Chief Palestinian negotiator Saeb Erekat recently said Israel offered more that 100% of the disputed territory with land swaps and east Jerusalem as its capital 11 years ago, during negotiations with prime minister Ehud Olmert. The Palestinian answer was not yes. Yet, this is what the Palestinians have been telling the world that they want. Here, specifics exposed the issue as not territorial, but as intransigently ideological.
 

The problem is that after years of telling your people that Israel has no right to exist and that Jews are occupiers of your land, that when you are offered what you have demanded and reject the offer, you expose your real goal, which is not an end of conflict agreement.
 

With the Trump peace plan just around the corner, this is a good time to ask if Jared Kushner and Jason Greenblatt’s plan has learned the lessons of Oslo.
 

How specific will they be in their suggestions?
 

Will specificity without ambiguity suffocate the process before it begins? If individual issues of the plan are not an existential threat to Israel, then a level of flexibility is warranted.

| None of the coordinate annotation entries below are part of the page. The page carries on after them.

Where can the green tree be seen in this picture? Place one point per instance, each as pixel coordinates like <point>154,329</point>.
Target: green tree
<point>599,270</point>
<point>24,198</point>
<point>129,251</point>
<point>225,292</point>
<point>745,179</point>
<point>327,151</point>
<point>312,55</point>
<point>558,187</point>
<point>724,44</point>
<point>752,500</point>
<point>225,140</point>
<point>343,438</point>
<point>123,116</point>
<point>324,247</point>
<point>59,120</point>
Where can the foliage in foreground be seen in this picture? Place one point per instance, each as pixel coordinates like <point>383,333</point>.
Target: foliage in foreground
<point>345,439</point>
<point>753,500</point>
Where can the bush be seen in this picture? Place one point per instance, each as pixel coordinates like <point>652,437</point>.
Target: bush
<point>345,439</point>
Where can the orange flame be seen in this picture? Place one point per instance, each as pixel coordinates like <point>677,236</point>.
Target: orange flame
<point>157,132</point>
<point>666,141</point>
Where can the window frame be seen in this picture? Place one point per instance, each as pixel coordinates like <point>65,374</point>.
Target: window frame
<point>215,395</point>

Perhaps the best we can hope for at this time is to empower the Palestinian people economically, with the hope that the years of incitement could be overcome with Palestinian prosperity that will lead them to demand that their leadership evolve to obey the rule of law – offering freedom of speech and press, none of which has been present since Oslo. Only then could an election be contemplated, as a premature election could lead to an Islamist takeover in short order.
 

If the Palestinian Authority were to transform into a responsible organization, then a peace agreement could be presented with an end of conflict agreement, addressing every issue with as little ambiguity as possible. It would use the wording of UN General Assembly Resolution 181 that acknowledges both an Arab and a Jewish state. Perhaps then, this conflict would reach the level of the cold peace Israel enjoys with Egypt and Jordan today.
 

The Trump plan might be dead on arrival for this Palestinian leadership, but if it garners some Arab support from Egypt and the Gulf states, it might become a foundational block for the future – a path if not toward full peace, at least to a very long-term ceasefire. It isn’t sexy, and it doesn’t satisfy those who blame Israel’s occupation of the disputed territory as the core problem, but the status quo plus Palestinian economic empowerment may be the only path available at this time.
 

Whatever the “deal of the century” is, let’s hope that the plan is long on specifics, and short on ambiguity.
 

The writer is director of MEPIN, the Middle East Political Information Network. He regularly briefs members of the Senate, House and their foreign policy advisers. He is a regular columnist for The Jerusalem Post, and a contributor to i24TV, The Hill, JTA and The Forward.